Is there something to be critiqued in the Award’s show? Rock’s tone-deaf joke about Asian children being good at math and making cell phones deserves censure. That Rock delivered these lines as the voiceless children wandered confused around the stage visually highlighted the gulf between Rock and the Asian community he was commenting on. Elements like this one speak to a lack of solidarity and intersectional vision that seems to undercut the very idea of diversity that Rock was, at other moments, trying to sanction.
In the wake of Rock’s controversial show came discussion over its low ratings. Some have wielded the ratings in a dubious racial numbers game stacked against the show’s black host and producers, employing the same kind of demographic guess-work that has long kept black actors in the margins because industry execs argue they will not sell in international markets. We can argue about whether the ratings low reflects black protest or white liberal discomfort. But when compared with other less controversial awards shows this year, for better or worse, this low is not significant. More troubling is ABC’s recent announcement that it wants more creative control over the Awards next year. This suggests a relapse on the issue of diversity in the various elements of creative control that is at the center of the protest.

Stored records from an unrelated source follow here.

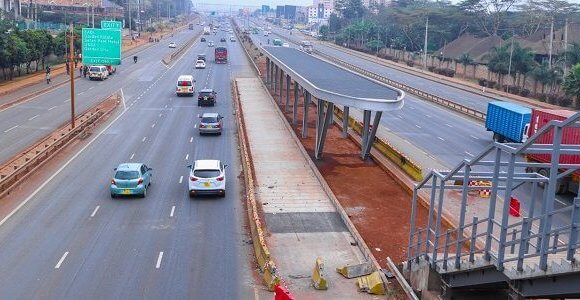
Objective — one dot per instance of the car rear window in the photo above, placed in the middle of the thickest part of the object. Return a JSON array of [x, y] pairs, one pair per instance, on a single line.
[[206, 173], [209, 120], [127, 175]]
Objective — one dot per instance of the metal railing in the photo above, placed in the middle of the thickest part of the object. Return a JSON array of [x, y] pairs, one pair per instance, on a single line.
[[505, 241]]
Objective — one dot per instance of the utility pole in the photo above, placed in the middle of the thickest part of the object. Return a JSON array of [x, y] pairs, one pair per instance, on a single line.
[[551, 42], [72, 77], [425, 47]]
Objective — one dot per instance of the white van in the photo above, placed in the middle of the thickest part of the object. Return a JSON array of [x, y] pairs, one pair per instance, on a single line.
[[185, 85]]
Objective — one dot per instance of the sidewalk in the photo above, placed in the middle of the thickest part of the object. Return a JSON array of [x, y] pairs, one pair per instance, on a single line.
[[301, 220]]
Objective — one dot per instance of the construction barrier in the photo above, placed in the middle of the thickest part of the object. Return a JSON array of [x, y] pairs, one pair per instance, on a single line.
[[318, 277], [281, 293], [352, 271], [372, 284]]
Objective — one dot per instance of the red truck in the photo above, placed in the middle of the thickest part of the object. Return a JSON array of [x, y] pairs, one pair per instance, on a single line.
[[570, 136], [221, 55]]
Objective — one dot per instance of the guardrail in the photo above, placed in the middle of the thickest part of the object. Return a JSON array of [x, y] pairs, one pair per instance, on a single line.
[[23, 164], [480, 116]]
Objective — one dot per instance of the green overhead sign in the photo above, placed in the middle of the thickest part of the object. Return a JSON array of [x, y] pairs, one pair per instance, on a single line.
[[101, 46], [111, 25]]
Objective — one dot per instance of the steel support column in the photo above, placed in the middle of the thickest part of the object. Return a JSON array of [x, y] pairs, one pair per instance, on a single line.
[[295, 105], [322, 122], [307, 98], [370, 134], [287, 93], [345, 116]]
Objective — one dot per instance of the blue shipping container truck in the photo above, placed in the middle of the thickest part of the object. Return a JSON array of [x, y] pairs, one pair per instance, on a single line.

While some commentators complained that race overshadowed the Oscars, that is how protest works. The aim of activism is to disrupt business as usual. Resistance comes by means of disruption of the normal routines and rituals. While it is correct that there are bigger issues in American racial politics than who wins the Oscars, as we enter the era of digital avatars, the politics of representation is increasingly vital and ineluctable—and Chris Rock’s division between “real things to protest” and image-based activism seems increasingly anachronistic. The politics of representation is the real thing.